No dia 16 de julho de 1976 D.Tomás e
eu voamos em seu aviãozinho para o velório do P.Rodolfo Lunkenbein, jovem
missionário alemão, do qual me despedi no dia anterior no mesmo local onde três
horas após caiu morto junto com o índio Simão Bororo. Foram os primeiros mártires
da nova atitude evangelizadora da Igreja, ou seja, evangelizar como boa notícia
contraposta às aflições que os povos indígenas sofriam com a perda da terra, da
cultura e da autodeterminação. Simão Bororo e Rodolfo caíram juntos pela mesma
causa, martirizados por fazendeiros invasores da Terra Bororo.
Rio Cururu, Alto Tapajoz, maio/1975,
2ª. Assembleia Indígena, uma assembleia que reuniu mais 800 índios. Foi durante
esta assembleia indígena, em reunião à parte, da qual participaram: D.Tomás,
D.Pedro, Pe. Antônio Iasi, sj., Pe. Thomaz Lisboa, sj., Ivo Poletto, Ranulfo e
eu, que foi gestada a Comissão Pastoral da Terra-CPT. Na ocasião foi marcada a
data de fundação da CPT, ou seja, na oportunidade da 1ª. Assembleia Nacional do
CIMI em Goiânia, dois meses depois.
Surumu, janeiro/1977, 1ª. Assembleia
dos índios de Raposa Serra do Sol. Desta vez foram os índios intimados pela
FUNAI e Polícia Federal a afastarem, D.Tomás e a mim da Assembleia. Mas os
índios responderam com dignidade: “Ninguém vai afastar da assembleia nossos
convidados!” E a Assembleia foi fechada. Mas naquela noite, antes de se
despedirem, os índios iniciaram uma organização, cuja luta culminou 32 anos depois
na Festa de Homologação da Terra Indígena Raposa Serra do Sol.
Solidariedade aos povos indígenas dos
Guarani e Kaingang do Sul à Raposa Serra do Sol dos Makuxi, Taurepang, Wapixana
e Ingarikó de Roraima. Dos Rikbaksa do Juruena aos Munduruku do Alto Tapajoz.
Dos Bororo e Xavante aos Fulniô e Xukuru do Nordeste. Dos Tapirapé aos Terena e
Kaiowá-Gaurani, por toda a parte estava D.Tomás, naqueles difíceis anos 70,
junto e presente, dando coragem, animando a persistência de índios,
missionárias e missionários, na luta pela terra, incentivando a retomada da
cultura desses povos e apoiando a sua autonomia.
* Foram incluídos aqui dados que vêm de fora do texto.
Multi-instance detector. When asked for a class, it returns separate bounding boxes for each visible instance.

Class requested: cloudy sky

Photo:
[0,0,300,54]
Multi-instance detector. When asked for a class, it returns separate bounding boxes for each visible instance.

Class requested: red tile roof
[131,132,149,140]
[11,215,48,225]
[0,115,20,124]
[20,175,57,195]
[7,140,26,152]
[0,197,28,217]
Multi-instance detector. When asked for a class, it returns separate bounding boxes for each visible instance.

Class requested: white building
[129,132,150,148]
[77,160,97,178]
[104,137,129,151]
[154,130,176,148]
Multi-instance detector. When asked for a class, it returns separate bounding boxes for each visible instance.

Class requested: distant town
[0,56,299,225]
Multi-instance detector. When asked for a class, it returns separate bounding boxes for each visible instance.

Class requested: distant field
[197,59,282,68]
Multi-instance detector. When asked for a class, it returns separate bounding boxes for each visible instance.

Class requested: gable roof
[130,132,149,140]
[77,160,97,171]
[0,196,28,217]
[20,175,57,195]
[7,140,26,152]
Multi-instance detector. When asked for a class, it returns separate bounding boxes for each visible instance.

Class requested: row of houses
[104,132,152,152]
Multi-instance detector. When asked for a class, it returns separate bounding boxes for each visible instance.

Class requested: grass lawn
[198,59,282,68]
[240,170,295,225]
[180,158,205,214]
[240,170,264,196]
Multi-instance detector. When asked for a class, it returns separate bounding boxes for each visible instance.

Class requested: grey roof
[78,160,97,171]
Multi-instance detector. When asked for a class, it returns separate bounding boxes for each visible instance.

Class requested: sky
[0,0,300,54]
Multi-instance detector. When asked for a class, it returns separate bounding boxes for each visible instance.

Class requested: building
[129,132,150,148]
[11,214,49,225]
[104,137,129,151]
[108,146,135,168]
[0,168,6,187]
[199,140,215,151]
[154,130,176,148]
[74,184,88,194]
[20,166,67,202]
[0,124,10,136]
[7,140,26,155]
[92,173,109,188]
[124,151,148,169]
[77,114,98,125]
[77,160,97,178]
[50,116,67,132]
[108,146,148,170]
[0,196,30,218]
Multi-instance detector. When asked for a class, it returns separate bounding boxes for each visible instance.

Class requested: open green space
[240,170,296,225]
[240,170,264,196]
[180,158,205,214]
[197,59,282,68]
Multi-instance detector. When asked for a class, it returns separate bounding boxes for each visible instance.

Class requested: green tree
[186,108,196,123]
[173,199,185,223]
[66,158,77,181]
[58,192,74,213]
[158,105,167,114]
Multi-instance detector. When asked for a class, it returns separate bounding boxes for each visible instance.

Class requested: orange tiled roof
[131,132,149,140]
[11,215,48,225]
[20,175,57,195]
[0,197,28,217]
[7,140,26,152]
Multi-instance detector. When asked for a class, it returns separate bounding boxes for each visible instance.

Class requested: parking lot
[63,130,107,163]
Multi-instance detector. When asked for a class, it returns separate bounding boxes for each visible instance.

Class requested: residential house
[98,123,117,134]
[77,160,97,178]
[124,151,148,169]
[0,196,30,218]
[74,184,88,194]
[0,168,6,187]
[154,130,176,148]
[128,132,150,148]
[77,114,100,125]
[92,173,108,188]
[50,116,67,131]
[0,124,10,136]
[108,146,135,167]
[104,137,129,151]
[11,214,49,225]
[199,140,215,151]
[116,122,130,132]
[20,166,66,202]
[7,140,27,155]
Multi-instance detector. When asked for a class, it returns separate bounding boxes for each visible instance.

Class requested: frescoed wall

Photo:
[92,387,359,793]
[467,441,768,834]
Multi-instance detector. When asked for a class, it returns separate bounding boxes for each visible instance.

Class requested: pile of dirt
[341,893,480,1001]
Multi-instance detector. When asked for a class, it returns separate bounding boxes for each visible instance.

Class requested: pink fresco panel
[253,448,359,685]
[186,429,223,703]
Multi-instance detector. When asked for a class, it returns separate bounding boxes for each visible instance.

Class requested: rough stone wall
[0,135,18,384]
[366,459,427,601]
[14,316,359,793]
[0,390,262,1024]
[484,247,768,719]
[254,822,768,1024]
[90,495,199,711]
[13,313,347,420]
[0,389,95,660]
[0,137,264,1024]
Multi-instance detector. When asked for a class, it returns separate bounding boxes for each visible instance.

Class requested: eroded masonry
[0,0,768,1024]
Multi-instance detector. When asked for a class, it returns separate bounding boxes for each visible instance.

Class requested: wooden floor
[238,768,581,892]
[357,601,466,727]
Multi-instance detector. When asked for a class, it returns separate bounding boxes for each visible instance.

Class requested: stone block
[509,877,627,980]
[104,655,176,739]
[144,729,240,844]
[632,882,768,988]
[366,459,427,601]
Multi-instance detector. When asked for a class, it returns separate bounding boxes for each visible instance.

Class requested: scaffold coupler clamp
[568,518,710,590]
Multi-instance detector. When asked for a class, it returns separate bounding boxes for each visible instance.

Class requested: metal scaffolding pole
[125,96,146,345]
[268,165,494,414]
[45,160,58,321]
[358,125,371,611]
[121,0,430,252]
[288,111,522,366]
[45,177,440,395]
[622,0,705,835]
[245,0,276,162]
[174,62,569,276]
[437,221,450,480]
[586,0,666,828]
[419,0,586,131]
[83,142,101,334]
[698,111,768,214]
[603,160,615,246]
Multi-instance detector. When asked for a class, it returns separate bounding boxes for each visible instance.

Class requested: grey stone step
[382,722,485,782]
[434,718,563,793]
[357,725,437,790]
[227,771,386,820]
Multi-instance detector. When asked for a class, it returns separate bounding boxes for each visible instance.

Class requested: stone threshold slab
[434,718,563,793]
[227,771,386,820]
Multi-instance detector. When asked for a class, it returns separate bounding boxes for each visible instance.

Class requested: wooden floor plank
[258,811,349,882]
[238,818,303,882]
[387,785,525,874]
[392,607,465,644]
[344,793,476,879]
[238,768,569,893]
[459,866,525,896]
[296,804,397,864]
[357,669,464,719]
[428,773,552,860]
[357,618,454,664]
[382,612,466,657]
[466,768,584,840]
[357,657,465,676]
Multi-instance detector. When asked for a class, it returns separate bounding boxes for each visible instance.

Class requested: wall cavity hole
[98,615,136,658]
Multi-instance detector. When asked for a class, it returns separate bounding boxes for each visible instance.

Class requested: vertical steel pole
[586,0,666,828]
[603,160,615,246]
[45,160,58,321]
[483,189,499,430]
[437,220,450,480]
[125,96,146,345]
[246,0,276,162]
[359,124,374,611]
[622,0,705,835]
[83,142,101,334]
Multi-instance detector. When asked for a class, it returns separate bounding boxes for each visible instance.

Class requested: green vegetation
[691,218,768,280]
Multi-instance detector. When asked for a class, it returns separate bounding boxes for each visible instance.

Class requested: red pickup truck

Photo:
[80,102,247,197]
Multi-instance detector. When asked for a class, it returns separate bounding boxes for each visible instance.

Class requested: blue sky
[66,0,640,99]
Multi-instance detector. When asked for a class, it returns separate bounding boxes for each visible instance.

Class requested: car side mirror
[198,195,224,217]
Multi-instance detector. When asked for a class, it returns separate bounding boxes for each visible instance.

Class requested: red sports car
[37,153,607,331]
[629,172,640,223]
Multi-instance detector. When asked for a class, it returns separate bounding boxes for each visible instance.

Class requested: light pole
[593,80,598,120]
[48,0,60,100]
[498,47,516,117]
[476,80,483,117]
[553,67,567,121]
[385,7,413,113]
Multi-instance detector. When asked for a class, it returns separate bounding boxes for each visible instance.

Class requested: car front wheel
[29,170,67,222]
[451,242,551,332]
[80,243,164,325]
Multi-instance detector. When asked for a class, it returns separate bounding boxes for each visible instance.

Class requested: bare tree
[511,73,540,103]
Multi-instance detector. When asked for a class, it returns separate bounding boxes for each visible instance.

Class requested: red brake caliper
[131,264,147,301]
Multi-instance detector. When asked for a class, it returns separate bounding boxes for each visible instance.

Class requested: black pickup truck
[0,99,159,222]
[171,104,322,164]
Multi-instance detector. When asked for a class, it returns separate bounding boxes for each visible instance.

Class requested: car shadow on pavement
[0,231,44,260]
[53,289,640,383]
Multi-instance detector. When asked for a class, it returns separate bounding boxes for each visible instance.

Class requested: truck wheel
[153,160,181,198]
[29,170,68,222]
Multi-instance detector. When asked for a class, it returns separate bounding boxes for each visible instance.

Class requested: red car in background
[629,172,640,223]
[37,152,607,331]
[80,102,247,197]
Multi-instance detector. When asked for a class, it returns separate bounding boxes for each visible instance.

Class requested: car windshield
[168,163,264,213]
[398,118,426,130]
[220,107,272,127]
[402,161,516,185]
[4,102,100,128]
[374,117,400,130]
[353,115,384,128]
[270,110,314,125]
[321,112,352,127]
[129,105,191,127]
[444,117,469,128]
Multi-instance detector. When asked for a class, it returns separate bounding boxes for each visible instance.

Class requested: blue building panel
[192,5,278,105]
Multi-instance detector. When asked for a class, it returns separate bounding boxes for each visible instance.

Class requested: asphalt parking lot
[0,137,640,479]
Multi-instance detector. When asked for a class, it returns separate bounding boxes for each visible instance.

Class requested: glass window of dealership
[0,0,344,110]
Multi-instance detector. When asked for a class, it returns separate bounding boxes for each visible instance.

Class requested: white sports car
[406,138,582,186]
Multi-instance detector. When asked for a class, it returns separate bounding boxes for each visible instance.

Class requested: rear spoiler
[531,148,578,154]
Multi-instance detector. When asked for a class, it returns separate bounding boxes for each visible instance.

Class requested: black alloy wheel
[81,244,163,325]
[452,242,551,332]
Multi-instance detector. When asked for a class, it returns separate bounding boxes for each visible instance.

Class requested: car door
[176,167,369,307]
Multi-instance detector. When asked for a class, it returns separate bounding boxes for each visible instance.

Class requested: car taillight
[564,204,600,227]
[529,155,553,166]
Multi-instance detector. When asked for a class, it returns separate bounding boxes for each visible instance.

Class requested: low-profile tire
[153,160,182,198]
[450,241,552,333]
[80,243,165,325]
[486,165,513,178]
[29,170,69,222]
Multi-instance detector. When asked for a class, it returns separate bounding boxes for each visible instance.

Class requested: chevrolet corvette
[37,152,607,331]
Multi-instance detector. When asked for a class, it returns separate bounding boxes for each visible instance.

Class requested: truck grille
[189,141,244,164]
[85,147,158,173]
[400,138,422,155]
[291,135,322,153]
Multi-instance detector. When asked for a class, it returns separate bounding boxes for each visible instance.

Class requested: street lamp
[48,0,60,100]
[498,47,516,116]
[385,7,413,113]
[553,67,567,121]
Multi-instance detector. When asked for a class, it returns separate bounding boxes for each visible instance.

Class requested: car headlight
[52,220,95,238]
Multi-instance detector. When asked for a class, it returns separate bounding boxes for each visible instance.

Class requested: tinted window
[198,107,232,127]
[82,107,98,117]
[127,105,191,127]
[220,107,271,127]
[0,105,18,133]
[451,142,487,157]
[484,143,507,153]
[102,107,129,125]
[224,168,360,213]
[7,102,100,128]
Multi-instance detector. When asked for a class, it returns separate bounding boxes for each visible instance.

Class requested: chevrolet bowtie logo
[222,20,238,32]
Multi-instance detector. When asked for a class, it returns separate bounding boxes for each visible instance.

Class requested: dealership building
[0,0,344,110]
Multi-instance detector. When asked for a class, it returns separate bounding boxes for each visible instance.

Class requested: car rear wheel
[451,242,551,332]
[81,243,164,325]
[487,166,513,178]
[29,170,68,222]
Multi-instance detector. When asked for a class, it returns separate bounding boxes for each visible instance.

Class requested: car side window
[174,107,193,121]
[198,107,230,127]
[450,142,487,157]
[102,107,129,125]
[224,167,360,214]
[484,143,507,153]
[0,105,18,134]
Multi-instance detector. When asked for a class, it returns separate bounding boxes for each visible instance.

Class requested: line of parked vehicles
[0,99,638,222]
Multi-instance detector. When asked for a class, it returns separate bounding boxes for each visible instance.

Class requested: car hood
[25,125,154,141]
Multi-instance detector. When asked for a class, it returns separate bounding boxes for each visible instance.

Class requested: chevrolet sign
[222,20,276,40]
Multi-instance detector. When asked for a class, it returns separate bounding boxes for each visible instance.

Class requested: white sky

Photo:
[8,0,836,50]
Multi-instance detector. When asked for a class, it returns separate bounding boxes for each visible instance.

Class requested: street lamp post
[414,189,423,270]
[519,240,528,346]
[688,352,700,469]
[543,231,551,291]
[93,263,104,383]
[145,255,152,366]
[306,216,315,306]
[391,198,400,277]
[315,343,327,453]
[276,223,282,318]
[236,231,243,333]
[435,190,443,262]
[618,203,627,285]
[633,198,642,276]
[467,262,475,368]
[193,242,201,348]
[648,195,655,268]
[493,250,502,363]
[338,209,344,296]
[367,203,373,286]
Sinto imensa satisfação por
ter podido ser companheiro desse destemido D. Tomás nos anos mais difíceis dos
povos indígenas brasileiros e ao mesmo tempo mais esperançosos desses 500 anos
de invasão europeia. O seu aviãozinho foi animando a mudança da pastoral
indígena da Igreja e semeando as assembleias indígenas que fizeram germinar a
organização dos povos indígenas brasileiros, a reconquista de muitos de seus
territórios e a retomada de sua cultura.
D. Tomás era uma pessoa sempre atenta
aos desejos e anseios das comunidades e dos mais pobres. Não avaliava os custos
e a importância pelos critérios da nossa sociedade. Assim, na 3ª. Assembleia
Indígena realizada na Aldeia Boqueirão dos índios Bororo em 1975, em uma troca
de experiências entre os índios Rikbaktsa do Rio Juruena e Tapirapé do rio
Araguaia, estes manifestaram o desejo de conhecerem e criarem a arara vermelha
inexistente em sua área no Araguaia. Os Rikbaktsa prometeram um casal. Mas quem
levaria esses bichinhos do Juruena ao Araguaia? Algumas semanas depois os Rikbaktsa
avisaram o CIMI que o casal de arara já estava na gaiola, faltava quem o
levasse ao destino Tapirapé. D. Tomás não teve dúvida. Convidou-me a
acompanha-lo, já que o Juruena era área que eu conhecia desde 1963. Saímos cedo
em seu aviãozinho da cidade de Goiás voando rumo Juruena. E no fim da tarde pousamos
na aldeia Tapirapé no Araguaia, com o casal de araras vermelhas, para a
curiosidade e alegria geral da comunidade Tapirapé.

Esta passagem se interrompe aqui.